Şekerpare, Osmanlı’nın çöküş dönemini ve toplumdaki bozulmayı, muhteşem bir mizahla bizlere aktarmayı başaran bir sinema filmi. Şekerpare, Turgut Özakman’ın “Bir Şehnaz Oyun’’ isimli tiyatro oyunundan sinemaya uyarlandı. Bu uyarlamayı, sinemamızın en önemli isimlerinden Yavuz Turgul yapmış ve filmin senaryosunu yazmıştır. Yönetmen koltuğunda ise, usta isim Atıf Yılmaz yer alıyor. Şekerpare’nin kamera arkasında tanıdık yüzler bitmiyordu, filmin yapımcılığını bir diğer usta isim Ertem Eğilmez yapmıştır.
Bu dönem filminin oyuncu kadrosunda ise birçok önemli isim rol aldı. Başrollerde; Türk sinemasının iki çok önemli ismi Şener Şen ve İlyas Salman var. Bu ikiliye; Yaprak Özdemiroğlu, Şevket Altuğ, Ayşen Gruda, Neriman Köksal eşlik ediyor.
Dönemin Osmanlı’sında komiser olan Ziver Bey (Şener Şen), toplum tarafından pek hoş karşılanmayan, rüşvetçi ve çıkarcı bir memurdur.
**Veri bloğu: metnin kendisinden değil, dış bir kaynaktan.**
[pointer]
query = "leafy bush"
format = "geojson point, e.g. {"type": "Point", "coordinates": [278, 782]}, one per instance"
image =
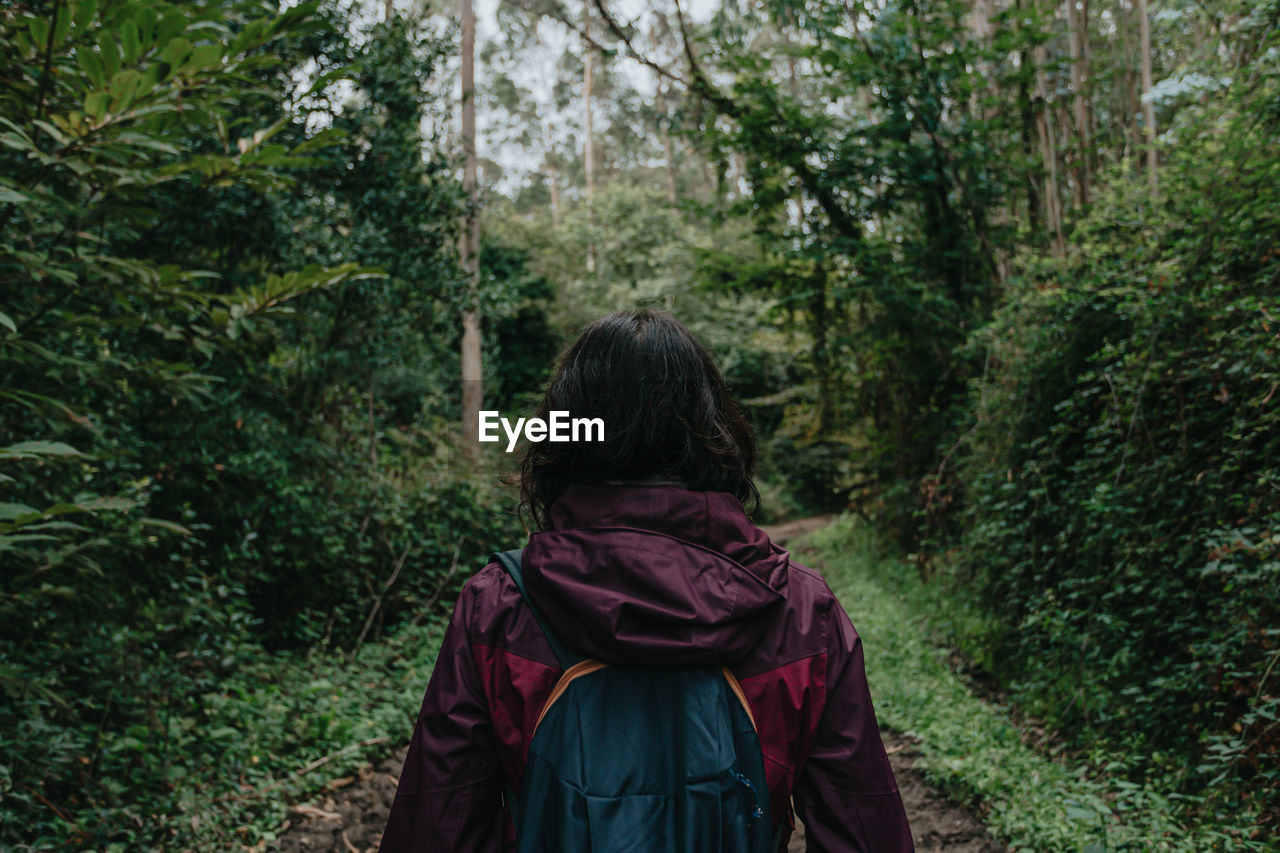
{"type": "Point", "coordinates": [972, 747]}
{"type": "Point", "coordinates": [1120, 487]}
Özellikle sorumlu olduğu bölgeden topladığı yüksek haraçlarla, herkesi canından bezdirmiştir. Ziver Bey’in sorumlu olduğu karakola Cumali (İlyas Salman) isimli bir bekçinin tayin olmasıyla işler değişmeye başlar. Cumali, semtteki bozulmuş düzeni yeniden kurmaya niyetlidir. Bir yandan da Cumali, semtin genelevinde çalışan Şekerpare’ye (Yaprak Özdemiroğlu) deli gibi aşıktır. Fakat biri daha Şekerpare’ye gönlünü kaptırmıştır. Tabii ki bu kişi Ziver Bey’dir. Ayrıca Şekerpare’nin gönlü de Ziver Bey’dedir. Film, bu aşk üçgeninde ilerleyen konuyu, genelevde ve semtte geçen olayları, çok yüksek komedi unsurları ile bezeyerek aktarmayı başarmıştır.
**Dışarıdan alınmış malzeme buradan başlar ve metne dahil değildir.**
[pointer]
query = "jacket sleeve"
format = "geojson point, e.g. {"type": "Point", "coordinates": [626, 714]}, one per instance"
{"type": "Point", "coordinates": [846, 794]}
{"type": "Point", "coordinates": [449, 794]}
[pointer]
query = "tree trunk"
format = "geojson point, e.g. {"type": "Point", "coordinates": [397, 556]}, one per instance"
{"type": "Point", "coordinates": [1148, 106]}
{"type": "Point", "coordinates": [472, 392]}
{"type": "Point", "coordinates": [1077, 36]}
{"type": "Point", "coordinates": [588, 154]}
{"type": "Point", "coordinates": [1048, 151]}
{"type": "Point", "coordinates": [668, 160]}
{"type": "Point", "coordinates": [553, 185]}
Şekerpare’de, Şener Şen oyunculuğunun zirve performanslarından birini sergilemiş desek hiç abartmış olmayız. İlyas Salman’da bekçi Cumali rolü ile hakikaten unutulmaz bir performansa imza atmış. Yine genelev patronu Neriman Köksal ve Ziver Bey’in Cumali’yi baş göz etmeye çalıştığı kadın rolünde Ayşen Gruda’yı da es geçmemek lazım. Şekerpare, Türk sinemasının, abartısız en komik filmlerinden biridir.
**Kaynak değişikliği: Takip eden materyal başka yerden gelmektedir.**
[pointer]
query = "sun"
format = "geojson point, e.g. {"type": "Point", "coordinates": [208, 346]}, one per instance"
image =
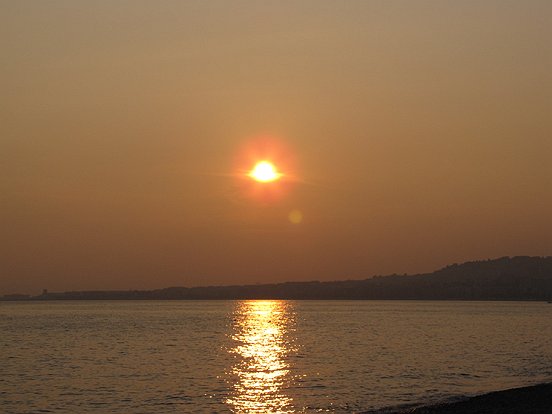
{"type": "Point", "coordinates": [264, 172]}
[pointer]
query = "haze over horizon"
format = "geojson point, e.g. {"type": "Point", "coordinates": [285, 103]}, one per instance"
{"type": "Point", "coordinates": [410, 135]}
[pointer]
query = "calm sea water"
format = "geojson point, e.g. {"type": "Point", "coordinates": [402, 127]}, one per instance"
{"type": "Point", "coordinates": [264, 356]}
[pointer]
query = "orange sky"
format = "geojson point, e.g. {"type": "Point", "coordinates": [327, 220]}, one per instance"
{"type": "Point", "coordinates": [414, 133]}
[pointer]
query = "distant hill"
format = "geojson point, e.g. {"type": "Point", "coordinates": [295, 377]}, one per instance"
{"type": "Point", "coordinates": [506, 278]}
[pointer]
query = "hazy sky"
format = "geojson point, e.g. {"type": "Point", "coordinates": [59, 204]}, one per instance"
{"type": "Point", "coordinates": [417, 133]}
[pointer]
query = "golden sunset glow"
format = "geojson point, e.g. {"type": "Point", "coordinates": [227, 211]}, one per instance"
{"type": "Point", "coordinates": [265, 172]}
{"type": "Point", "coordinates": [261, 346]}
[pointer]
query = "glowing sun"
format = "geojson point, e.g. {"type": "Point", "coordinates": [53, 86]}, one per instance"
{"type": "Point", "coordinates": [264, 172]}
Hem dönemin getirisi hem de bir tiyatro uyarlaması olması nedeniyle Şekerpare, orta oyunu tadında bir sinema filmidir. Filmde kullanılan replikler bir dönemin jargonuna etki edecek kadar ilgi çekicidir. Birçok tabir bu filmle insanların diline pelesenk olmuştur. Özellikle Şener Şen’in “Oy namahrem var’’ repliği yıllar geçse de hala hatırlanır.